The changes target deals involving “special-purpose acquisition companies” (SPACs), shell companies that raise funds through a listing with the intention of acquiring a private company and taking it public. Critics say the vehicles allow targets to sidestep the stiffer regulatory scrutiny of a traditional initial public offering (IPO), putting investors at risk.

A divided five-member Commission voted 3-2 to adopt the proposal, with Republican members saying it was likely to inhibit the use of a potentially valuable investing tool.

The SEC began scrutinizing SPACs after a gold rush of such deals in 2020 and 2021 sparked worries that target company financial projections were frequently wildly optimistic or misleading. It first proposed the rule in March 2022.

Gary Gensler, chairman of the U.S. Securities and Exchange Commission, said at the start of Wednesday’s meeting that the rules aimed to bring SPACs more closely in line with IPO rules.

“Whether you are doing a traditional IPO or a SPAC target IPO, SPAC investors are no less deserving of our time-tested investor protections,” he said.

The rule would strip SPACs of some liability safe harbors for forward-looking statements.
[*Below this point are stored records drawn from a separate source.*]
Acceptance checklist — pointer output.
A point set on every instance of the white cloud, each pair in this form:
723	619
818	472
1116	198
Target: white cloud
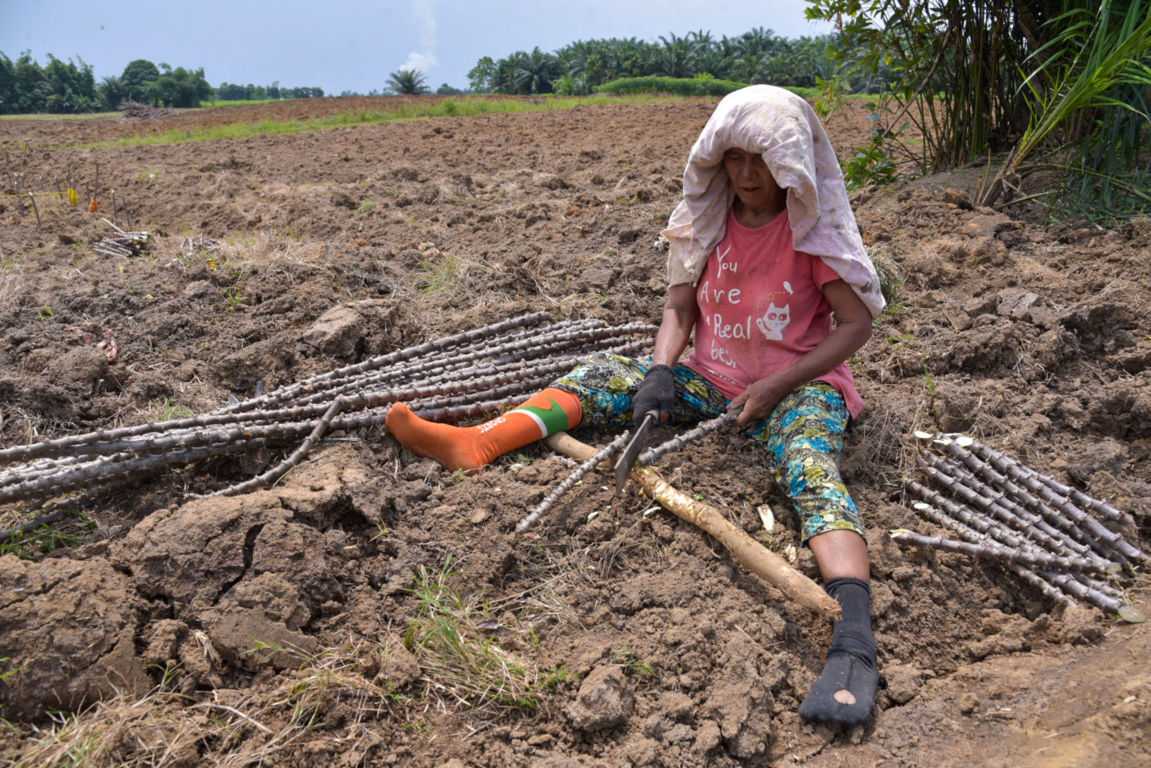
424	58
It would also in some cases require that target companies register with the SEC and therefore also take responsibility for investor disclosures about the deal, SEC officials said in advance of the vote.

It would also require that companies provide stricter disclosures about compensation for SPAC sponsors, conflicts of interest and the potential for the dilution of share value.

The new regulations will take effect 125 days after they are published in the federal register. SPACs already listed are subject to the prior regulations if they conclude the acquisition in that 125 day transition period.

The rules come as investors have cooled on SPAC deals.

As a of last year, SPAC IPO value had fallen 98% to just $4 billion from a peak in 2021 while the performance of SPAC-launched stocks has tumbled more than 90%, according to figures from SPAC Research and the financial data firm Solactive.

SEC officials said that in light of public comments they had received on the proposal they had made changes to the final rules. The agency scrapped a requirement that would have automatically deemed some SPAC IPO participants to be underwriters in the subsequent acquisition.

Instead, the agency will issue guidance on rules to explain that some participants may qualify as underwriters with legal responsibilities for investor disclosures made as part of the de-SPAC deal.